If \[|x - 6| > |{x^2} - 5x + 9|\] , then $1 < x < 3$ .

Answer 1

Hint: Use discriminants which is $\sqrt {{b^2} - 4ac} $ and try to visualise the graph.

Complete step-by-step answer:

First of all, We know that, a quadratic equation is given in standard form $a{x^2} + bx + c = 0$ then we can find its root using the formula $x = \dfrac{{ - b \pm \sqrt {{b^2} - 4ac} }}{{2a}}$ , Where $\sqrt {{b^2} - 4ac} $ is called discriminant. Discriminant tells us about the roots of the equation. If it’s positive then roots are real and the curve will cut the x axis at two different points, if it’s negative then the roots are imaginary and the curve does not have the x axis at all. If it’s equal to zero then it has exactly one real root and curve cut x axis at exactly one point. Note that the discriminant of the parabola $P:{x^2} - 5x + 9 = 0$ is ${5^2} - 4 \times 9 = - 11 < 0$ . It means it doesn't have any real roots and the curve will be either subside or down side of the x axis. Since the coefficient of ${x^2}$ is 1. Which is positive then the curve will be above x axis. Now, we are interested in those x where, the graph of $|x - 6|$ lies above P. Now, observe that, the line $l:x - 6 = 0$ intersects P if and only if \[{x^2} - 5x + 9 = x - 6\] that is if ${x^2} - 6x + 15 = 0$ . Which again is a quadratic question so we can calculate its discriminant. ${6^2} - 4 \times 1 \times 15 = - 24 < 0$ . Since, the discriminant is negative. Hence l lies below $P{\text{ }}\forall {\text{ }}x \geqslant 6$.
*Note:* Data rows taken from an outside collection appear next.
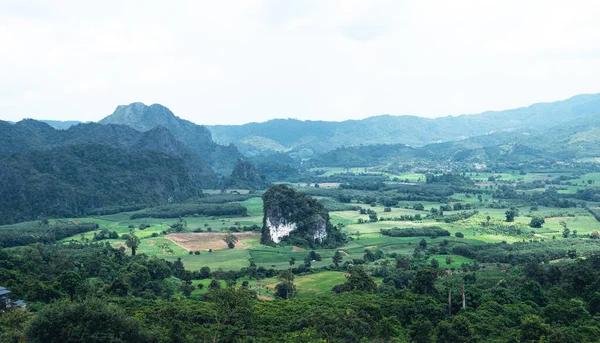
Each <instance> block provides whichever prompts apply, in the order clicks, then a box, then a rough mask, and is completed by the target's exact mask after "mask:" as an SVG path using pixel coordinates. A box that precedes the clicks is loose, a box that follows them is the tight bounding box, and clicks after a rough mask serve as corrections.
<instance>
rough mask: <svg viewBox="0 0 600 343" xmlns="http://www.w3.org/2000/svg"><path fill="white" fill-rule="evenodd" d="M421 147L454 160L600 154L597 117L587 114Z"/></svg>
mask: <svg viewBox="0 0 600 343" xmlns="http://www.w3.org/2000/svg"><path fill="white" fill-rule="evenodd" d="M424 149H426V150H428V151H429V152H431V153H432V154H433V155H437V156H443V157H444V158H449V159H452V160H455V161H474V162H485V161H494V162H507V161H512V162H517V161H520V162H525V161H529V160H534V159H547V160H577V159H581V158H600V117H599V116H598V115H595V114H594V115H587V116H583V117H580V118H577V119H575V120H571V121H568V122H565V123H561V124H559V125H555V126H552V127H550V128H547V129H544V130H539V131H534V132H529V131H527V130H519V131H514V132H510V133H494V134H489V135H485V136H479V137H472V138H469V139H465V140H462V141H454V142H444V143H436V144H430V145H427V146H425V147H424Z"/></svg>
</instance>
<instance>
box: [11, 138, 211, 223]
mask: <svg viewBox="0 0 600 343" xmlns="http://www.w3.org/2000/svg"><path fill="white" fill-rule="evenodd" d="M199 194H201V183H199V182H197V180H195V179H194V178H193V177H192V176H191V172H190V170H189V168H188V167H187V166H186V163H185V161H184V160H183V159H180V158H176V157H174V156H170V155H167V154H165V153H162V152H158V151H130V150H125V149H119V148H113V147H109V146H105V145H97V144H87V145H83V146H67V147H62V148H56V149H53V150H44V151H32V152H27V153H20V154H14V155H9V156H4V157H0V208H2V211H0V224H12V223H16V222H21V221H27V220H36V219H39V218H44V217H46V218H49V217H58V218H69V217H71V218H72V217H83V216H86V215H88V214H92V213H98V212H100V213H110V212H113V210H114V209H117V210H118V209H120V208H127V207H129V208H135V207H136V206H140V205H145V206H148V205H150V206H151V205H159V204H166V203H168V202H169V201H182V200H185V199H187V198H189V197H193V196H198V195H199ZM106 209H109V210H106Z"/></svg>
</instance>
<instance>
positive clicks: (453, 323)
mask: <svg viewBox="0 0 600 343" xmlns="http://www.w3.org/2000/svg"><path fill="white" fill-rule="evenodd" d="M437 328H438V333H437V341H438V342H439V343H470V342H476V335H475V330H473V327H471V323H470V322H469V320H468V319H467V318H465V317H464V316H461V315H458V316H454V317H452V318H450V319H448V320H442V321H441V322H439V323H438V326H437Z"/></svg>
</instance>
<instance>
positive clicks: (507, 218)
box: [504, 208, 519, 223]
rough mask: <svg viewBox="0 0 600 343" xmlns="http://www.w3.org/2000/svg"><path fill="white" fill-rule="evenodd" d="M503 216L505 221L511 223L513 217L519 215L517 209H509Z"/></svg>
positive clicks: (512, 219) (511, 221) (512, 218)
mask: <svg viewBox="0 0 600 343" xmlns="http://www.w3.org/2000/svg"><path fill="white" fill-rule="evenodd" d="M504 214H505V215H506V221H507V222H508V223H511V222H514V221H515V217H516V216H518V215H519V212H518V211H517V209H515V208H511V209H510V210H508V211H506V212H504Z"/></svg>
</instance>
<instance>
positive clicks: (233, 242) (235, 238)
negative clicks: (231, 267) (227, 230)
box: [223, 232, 238, 249]
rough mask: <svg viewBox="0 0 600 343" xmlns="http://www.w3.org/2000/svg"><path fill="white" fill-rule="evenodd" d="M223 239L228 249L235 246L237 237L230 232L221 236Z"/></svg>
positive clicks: (231, 247) (233, 234)
mask: <svg viewBox="0 0 600 343" xmlns="http://www.w3.org/2000/svg"><path fill="white" fill-rule="evenodd" d="M223 241H224V242H225V243H227V247H228V248H229V249H233V248H235V243H237V242H238V238H237V237H236V236H235V235H234V234H233V233H231V232H230V233H228V234H226V235H225V236H224V237H223Z"/></svg>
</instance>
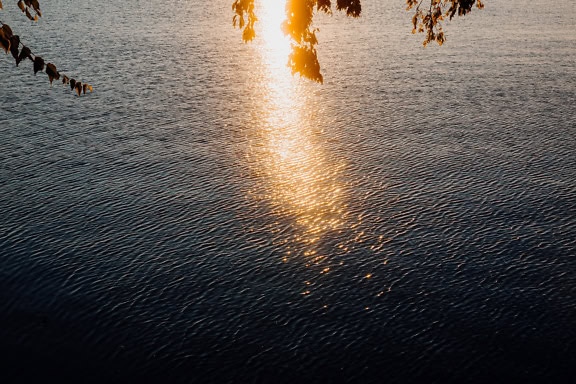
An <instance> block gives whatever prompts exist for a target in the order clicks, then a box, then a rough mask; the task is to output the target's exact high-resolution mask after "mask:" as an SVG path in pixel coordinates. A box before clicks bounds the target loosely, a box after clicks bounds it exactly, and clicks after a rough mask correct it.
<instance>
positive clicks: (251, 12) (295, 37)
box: [232, 0, 484, 83]
mask: <svg viewBox="0 0 576 384" xmlns="http://www.w3.org/2000/svg"><path fill="white" fill-rule="evenodd" d="M267 1H286V21H284V23H283V25H282V28H283V30H284V33H285V34H286V35H289V36H290V37H291V39H292V53H291V54H290V56H289V57H288V65H289V66H290V68H291V69H292V73H293V74H294V73H299V74H300V75H301V76H304V77H307V78H309V79H311V80H314V81H317V82H319V83H322V81H323V77H322V74H321V73H320V63H319V62H318V54H317V51H316V45H317V44H318V39H317V38H316V32H317V31H318V29H316V28H313V27H312V19H313V17H314V12H315V11H318V12H325V13H328V14H331V13H332V1H331V0H267ZM360 1H361V0H336V10H338V11H343V12H344V11H345V12H346V15H348V16H351V17H359V16H360V13H361V12H362V6H361V4H360ZM423 1H424V0H406V4H407V10H411V9H415V10H416V12H415V15H414V17H413V18H412V23H413V24H414V30H413V33H416V32H421V33H423V32H426V38H425V40H424V45H425V46H426V45H427V44H428V43H429V42H431V41H436V42H438V44H440V45H442V44H443V43H444V41H445V40H446V39H445V37H444V32H443V31H442V24H441V21H442V20H443V19H444V17H449V18H450V19H452V17H454V15H456V14H458V15H459V16H463V15H466V14H468V13H469V12H470V11H471V10H472V7H473V6H474V5H476V6H477V7H478V8H483V7H484V4H483V3H482V1H481V0H426V1H430V6H429V8H428V10H427V11H423V10H422V8H421V5H422V2H423ZM232 9H233V10H234V12H235V15H234V18H233V24H234V26H235V27H236V26H238V27H239V28H240V29H242V28H243V29H244V31H243V33H242V38H243V40H244V41H245V42H247V41H250V40H252V39H253V38H254V37H255V36H256V33H255V32H254V24H255V22H256V21H257V20H258V18H257V17H256V15H255V13H254V0H235V1H234V4H232ZM245 19H247V20H248V21H247V22H245Z"/></svg>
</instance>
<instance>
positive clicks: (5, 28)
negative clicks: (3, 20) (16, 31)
mask: <svg viewBox="0 0 576 384" xmlns="http://www.w3.org/2000/svg"><path fill="white" fill-rule="evenodd" d="M2 30H3V31H4V34H5V35H6V38H7V39H9V38H11V37H12V35H13V33H12V28H10V27H9V26H8V24H2Z"/></svg>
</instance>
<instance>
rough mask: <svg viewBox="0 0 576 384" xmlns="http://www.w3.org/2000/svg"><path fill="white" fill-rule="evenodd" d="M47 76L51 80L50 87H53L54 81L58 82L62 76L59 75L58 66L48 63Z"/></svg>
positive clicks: (46, 65) (46, 72)
mask: <svg viewBox="0 0 576 384" xmlns="http://www.w3.org/2000/svg"><path fill="white" fill-rule="evenodd" d="M46 74H47V75H48V79H49V80H50V85H52V81H53V80H54V79H56V80H59V79H60V74H59V73H58V70H57V69H56V66H55V65H54V64H52V63H48V64H47V65H46Z"/></svg>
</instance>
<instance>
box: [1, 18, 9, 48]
mask: <svg viewBox="0 0 576 384" xmlns="http://www.w3.org/2000/svg"><path fill="white" fill-rule="evenodd" d="M4 25H6V24H4ZM0 47H1V48H2V49H4V52H5V53H8V51H9V50H10V37H9V36H6V32H5V31H4V28H0Z"/></svg>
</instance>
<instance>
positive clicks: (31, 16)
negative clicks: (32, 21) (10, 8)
mask: <svg viewBox="0 0 576 384" xmlns="http://www.w3.org/2000/svg"><path fill="white" fill-rule="evenodd" d="M25 13H26V17H27V18H29V19H30V20H32V21H37V20H38V17H37V16H32V15H31V14H30V12H29V11H28V8H26V11H25Z"/></svg>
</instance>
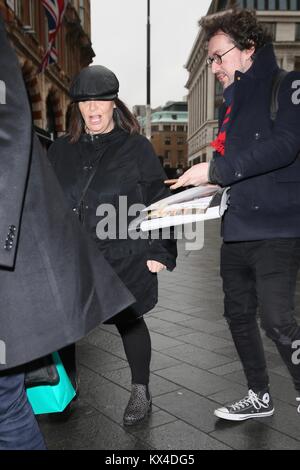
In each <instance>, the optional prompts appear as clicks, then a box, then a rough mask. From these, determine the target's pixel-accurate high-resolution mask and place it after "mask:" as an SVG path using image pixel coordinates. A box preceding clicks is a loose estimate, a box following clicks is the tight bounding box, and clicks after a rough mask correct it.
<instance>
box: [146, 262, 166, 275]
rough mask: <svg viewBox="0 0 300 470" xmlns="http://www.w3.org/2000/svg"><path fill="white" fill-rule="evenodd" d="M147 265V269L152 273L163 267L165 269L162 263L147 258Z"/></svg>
mask: <svg viewBox="0 0 300 470" xmlns="http://www.w3.org/2000/svg"><path fill="white" fill-rule="evenodd" d="M147 266H148V269H149V271H150V272H151V273H153V274H157V273H160V272H161V271H163V270H164V269H167V267H166V266H165V265H164V264H162V263H159V262H158V261H153V260H148V261H147Z"/></svg>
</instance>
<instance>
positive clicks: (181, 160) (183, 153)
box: [177, 150, 184, 163]
mask: <svg viewBox="0 0 300 470" xmlns="http://www.w3.org/2000/svg"><path fill="white" fill-rule="evenodd" d="M177 155H178V163H183V160H184V151H183V150H178V152H177Z"/></svg>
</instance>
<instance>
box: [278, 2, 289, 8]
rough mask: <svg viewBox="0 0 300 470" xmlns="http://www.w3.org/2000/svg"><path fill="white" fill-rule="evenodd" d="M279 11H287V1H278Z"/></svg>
mask: <svg viewBox="0 0 300 470" xmlns="http://www.w3.org/2000/svg"><path fill="white" fill-rule="evenodd" d="M279 10H289V8H288V2H287V0H279Z"/></svg>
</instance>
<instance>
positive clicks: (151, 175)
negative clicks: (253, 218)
mask: <svg viewBox="0 0 300 470" xmlns="http://www.w3.org/2000/svg"><path fill="white" fill-rule="evenodd" d="M139 152H140V153H139V162H138V164H139V170H140V174H141V180H142V181H141V183H142V189H143V198H144V204H145V205H146V206H149V205H150V204H152V203H154V202H156V201H158V200H160V199H163V198H165V197H168V196H170V190H169V189H168V188H167V187H166V186H165V184H164V180H166V179H167V176H166V174H165V172H164V170H163V168H162V166H161V164H160V161H159V159H158V157H157V156H156V155H155V152H154V150H153V147H152V145H151V143H150V142H149V141H148V140H147V139H146V138H144V137H143V138H142V143H141V148H140V150H139ZM161 235H162V234H161ZM176 258H177V244H176V241H175V239H174V235H173V232H172V233H171V235H170V238H168V239H163V236H161V237H160V239H157V240H151V245H150V248H149V260H153V261H158V262H160V263H162V264H164V265H165V266H166V267H167V269H168V270H169V271H172V270H173V269H174V268H175V267H176Z"/></svg>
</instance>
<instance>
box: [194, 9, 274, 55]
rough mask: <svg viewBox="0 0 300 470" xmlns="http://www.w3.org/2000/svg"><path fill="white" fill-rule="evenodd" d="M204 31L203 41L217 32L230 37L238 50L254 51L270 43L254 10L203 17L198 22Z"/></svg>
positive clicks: (219, 14) (226, 13)
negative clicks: (198, 21)
mask: <svg viewBox="0 0 300 470" xmlns="http://www.w3.org/2000/svg"><path fill="white" fill-rule="evenodd" d="M199 24H200V26H201V27H202V28H203V30H204V35H205V40H206V41H209V40H210V39H211V38H212V37H213V36H214V35H215V34H216V33H217V32H218V31H223V32H224V33H225V34H228V36H230V37H231V39H232V40H233V42H234V44H235V45H236V46H237V48H238V49H240V50H245V49H251V47H253V46H254V47H255V51H257V49H260V48H261V47H263V46H264V45H265V44H267V43H270V42H272V36H271V35H270V34H269V33H268V31H266V30H265V29H264V27H263V26H262V25H261V24H259V22H258V20H257V17H256V13H255V11H254V10H246V9H244V10H239V9H234V10H229V11H225V13H221V14H216V15H210V16H204V17H203V18H202V19H201V20H200V22H199Z"/></svg>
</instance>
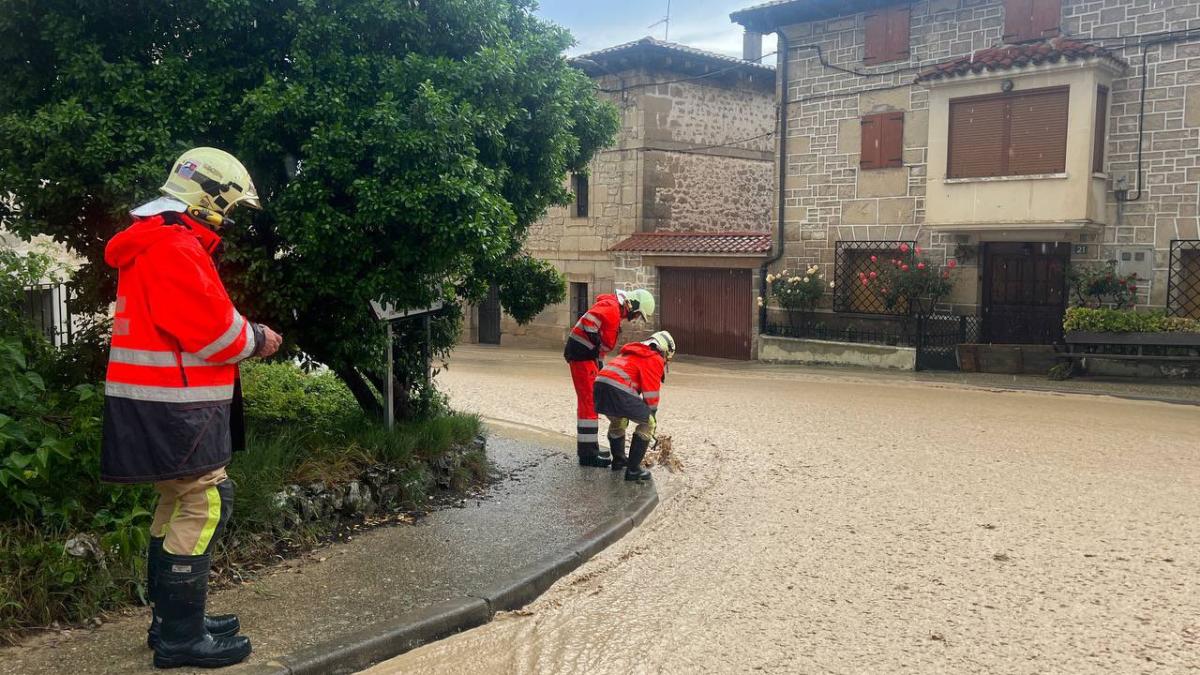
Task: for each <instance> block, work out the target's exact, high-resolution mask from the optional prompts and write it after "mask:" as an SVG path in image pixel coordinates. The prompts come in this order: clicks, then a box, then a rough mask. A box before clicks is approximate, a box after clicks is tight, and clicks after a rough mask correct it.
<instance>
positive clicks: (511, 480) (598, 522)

On the other hand the line $r:6 - x = 0$ intersect P at two points because \[{x^2} - 5x + 9 = 6 - x \Rightarrow {x^2} - 4x + 3 = 0\] has two real and distinct roots. Which are

\[\

  {x^2} - 4x + 3 = 0 \\

   \Rightarrow {x^2} - (1 + 3)x + 3 = 0 \\

   \Rightarrow {x^2} - x - 3x + 3 = 0 \\

   \Rightarrow x(x - 1) - 3(x - 1) = 0 \\

   \Rightarrow (x - 3)(x - 1) = 0 \\

   \Rightarrow x = 1,3 \\

\]

Which means tha graph of $r:6 - x = 0$ lies above the graph of P precisely for $1 < x < 3$ .

Note: Here, we have used the fact that P will always lie above x axes. There is one more way to solve this problem by breaking down the whole problem into 4 cases, then solve it.